Among Western Union's big rivals: Bank of America, Citibank, and Wells Fargo. Those three are targeting remittances worth $25 billion a year that Hispanics working -- legally or illegally -- in the U.S. send to Latin America.  Each has recently bought into or established a relationship with a Mexican bank: Citi owns Banamex, Bank of America (BAC ) has a stake in Grupo Financiero Santander-Serfin, and Wells Fargo (WFC ) works with Bancomer. Immigrant workers can now transfer money easily and [slightly more] cheaply to relatives through those banks' ATM networks or by wire transfers.

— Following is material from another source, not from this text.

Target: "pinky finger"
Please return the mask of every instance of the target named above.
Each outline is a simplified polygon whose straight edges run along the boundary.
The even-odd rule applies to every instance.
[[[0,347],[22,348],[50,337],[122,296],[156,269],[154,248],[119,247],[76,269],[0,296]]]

How much in startup costs would it take to reach a critical mass of people in, say, a particular immigrant community and the people in their country of origin?  Think big.

Avoiding American Wire Services

A reader wrote me:

You expressed concern about Western Union
and other money transfer services charging 10-20%
in fees.  Most of the Latinos that I know do not
use the American wire services.  They use very
inexpensive ones in the Tiendas Latinas that
charge about $10 to send up to $1000.00 to Mexico
among other countries.

My first thought: I wonder if I can use one of these inexpensive companies to bail out my brother yet again in West Virginia.  Probably not.

My second thought is that I'm very surprised that transfer fees would be low as 1%.  Maybe they're gaming the exchange rate (Western Union did and lost a lawsuit).  I also know that a number of Brazilians, anyhow, do use Western Union and I'm still interested in an organization taking only the minimum cost of transfer, as a moral issue, and because such an organization could serve as the infrastructure for a radical communications network as well (not to mention a network of community banks to replace payday loan places).

Mostly, though, there is no question I was speaking rather stupidly.  People who generally have a better sense of community than the average person in the U.S., and who have sent $53 billion dollars a year to their home communities, have figured out far better ways to do it than I have figured out to bail out my brother in miscellaneous U.S. states.  I'd love more detail.